May 2, 2011 at 11:25 am
I have a need to add a leading zero to an int. For example, if the number is 1 then I want to add three zeros as "0001" and if the number is 20 then I want to add 2 zeros as "0020". Need to make any number upto 999 as 4 characters.
How do I do it?
Thanks.
May 2, 2011 at 11:33 am
RIGHT('0000' + convert(varchar(4), MyNumberToConvert),4)
Edit: note that it's now a string, not a number.
Wayne
Microsoft Certified Master: SQL Server 2008
Author - SQL Server T-SQL Recipes
May 2, 2011 at 11:34 am
Are you trying to save your value into an int field? Or display the value from an int field to the user? Or are you not even using an int datatype in the db?
The answers vary depending. Generally, an int doesn't deal with leading zeros. It lops them off. So you'll need to typecast to another datatype and maybe typecast back out of the database if saving as an int.
Jim
Jim Murphy
http://www.sqlwatchmen.com
@SQLMurph
May 2, 2011 at 11:58 am
I am trying to store the number in a char field. Wayne has the correct answer. Thanks Wayne, that works.
May 2, 2011 at 1:05 pm
ramadesai108 (5/2/2011)
I am trying to store the number in a char field. Wayne has the correct answer. Thanks Wayne, that works.

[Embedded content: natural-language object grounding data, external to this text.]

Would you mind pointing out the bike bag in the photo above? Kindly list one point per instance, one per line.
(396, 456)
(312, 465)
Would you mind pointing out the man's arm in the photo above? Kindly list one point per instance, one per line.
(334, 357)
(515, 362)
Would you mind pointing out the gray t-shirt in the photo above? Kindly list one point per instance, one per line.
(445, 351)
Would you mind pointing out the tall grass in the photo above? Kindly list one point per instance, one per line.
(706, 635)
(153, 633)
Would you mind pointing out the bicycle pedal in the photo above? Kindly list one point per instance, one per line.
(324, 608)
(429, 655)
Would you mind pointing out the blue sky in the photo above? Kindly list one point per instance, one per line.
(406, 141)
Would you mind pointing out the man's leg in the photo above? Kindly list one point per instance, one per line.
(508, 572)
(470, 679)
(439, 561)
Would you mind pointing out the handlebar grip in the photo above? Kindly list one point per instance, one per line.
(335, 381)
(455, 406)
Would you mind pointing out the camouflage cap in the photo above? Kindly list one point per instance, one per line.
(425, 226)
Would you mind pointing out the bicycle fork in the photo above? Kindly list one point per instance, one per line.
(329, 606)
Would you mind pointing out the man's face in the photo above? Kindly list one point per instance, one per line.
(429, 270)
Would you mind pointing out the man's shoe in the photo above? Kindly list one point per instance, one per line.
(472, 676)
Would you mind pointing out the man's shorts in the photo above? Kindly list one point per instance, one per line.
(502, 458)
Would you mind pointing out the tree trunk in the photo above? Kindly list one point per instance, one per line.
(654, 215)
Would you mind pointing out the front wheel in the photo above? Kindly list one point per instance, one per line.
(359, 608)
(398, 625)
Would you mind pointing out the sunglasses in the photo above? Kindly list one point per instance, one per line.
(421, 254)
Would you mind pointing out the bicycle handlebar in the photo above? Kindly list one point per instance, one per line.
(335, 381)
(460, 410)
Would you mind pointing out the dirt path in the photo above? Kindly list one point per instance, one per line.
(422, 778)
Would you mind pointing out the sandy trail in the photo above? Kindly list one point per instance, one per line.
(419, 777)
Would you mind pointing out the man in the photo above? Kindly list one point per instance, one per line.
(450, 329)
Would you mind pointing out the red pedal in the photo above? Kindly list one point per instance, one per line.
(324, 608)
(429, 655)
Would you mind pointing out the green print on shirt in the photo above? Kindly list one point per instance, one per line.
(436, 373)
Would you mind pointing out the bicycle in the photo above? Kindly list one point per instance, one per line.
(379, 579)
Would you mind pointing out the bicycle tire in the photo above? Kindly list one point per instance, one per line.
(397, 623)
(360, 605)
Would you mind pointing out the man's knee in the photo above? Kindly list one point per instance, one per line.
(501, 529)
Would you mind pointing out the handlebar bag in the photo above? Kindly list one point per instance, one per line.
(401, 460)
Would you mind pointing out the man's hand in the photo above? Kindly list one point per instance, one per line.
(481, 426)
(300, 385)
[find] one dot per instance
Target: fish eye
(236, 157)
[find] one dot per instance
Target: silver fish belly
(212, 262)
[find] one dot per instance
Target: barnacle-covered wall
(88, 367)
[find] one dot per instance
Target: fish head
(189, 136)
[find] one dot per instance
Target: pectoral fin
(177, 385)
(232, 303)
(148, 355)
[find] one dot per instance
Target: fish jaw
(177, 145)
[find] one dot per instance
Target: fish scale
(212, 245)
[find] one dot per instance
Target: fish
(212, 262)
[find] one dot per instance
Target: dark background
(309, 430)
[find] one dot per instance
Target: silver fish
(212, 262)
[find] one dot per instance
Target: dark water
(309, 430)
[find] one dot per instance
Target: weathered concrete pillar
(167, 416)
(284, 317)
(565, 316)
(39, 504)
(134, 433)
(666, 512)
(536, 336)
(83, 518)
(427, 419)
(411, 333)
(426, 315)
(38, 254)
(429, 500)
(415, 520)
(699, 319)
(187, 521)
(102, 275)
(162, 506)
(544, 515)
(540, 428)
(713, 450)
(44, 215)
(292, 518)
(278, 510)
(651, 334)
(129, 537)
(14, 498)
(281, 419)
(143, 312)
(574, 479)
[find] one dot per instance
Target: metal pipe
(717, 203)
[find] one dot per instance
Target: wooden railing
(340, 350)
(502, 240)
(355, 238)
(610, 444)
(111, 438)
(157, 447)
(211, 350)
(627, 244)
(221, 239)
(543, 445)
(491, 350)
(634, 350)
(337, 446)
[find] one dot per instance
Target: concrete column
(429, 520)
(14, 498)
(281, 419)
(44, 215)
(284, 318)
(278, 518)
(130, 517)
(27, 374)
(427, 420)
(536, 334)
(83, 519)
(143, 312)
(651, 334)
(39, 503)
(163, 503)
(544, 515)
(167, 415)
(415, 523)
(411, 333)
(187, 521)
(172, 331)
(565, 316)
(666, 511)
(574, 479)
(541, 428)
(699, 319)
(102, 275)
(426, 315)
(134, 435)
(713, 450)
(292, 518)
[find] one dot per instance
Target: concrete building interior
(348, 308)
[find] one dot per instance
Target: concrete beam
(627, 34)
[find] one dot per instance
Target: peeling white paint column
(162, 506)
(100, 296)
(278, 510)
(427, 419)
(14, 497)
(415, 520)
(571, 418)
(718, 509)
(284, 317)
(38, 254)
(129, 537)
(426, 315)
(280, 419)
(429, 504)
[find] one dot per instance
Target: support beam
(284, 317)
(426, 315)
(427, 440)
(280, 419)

I'm glad that it works... but you really shouldn't store a numeric in a character field. Everything you do, you'll have to convert it back to an int first, making everything slow.
Wayne
Microsoft Certified Master: SQL Server 2008
Author - SQL Server T-SQL Recipes
May 2, 2011 at 1:10 pm
Only if you need to convert it. For rather silly business reasons/vendor application issues, I'm having to do this myself for one of my DB's. I don't care about the conversion, though, as it's only for display purposes.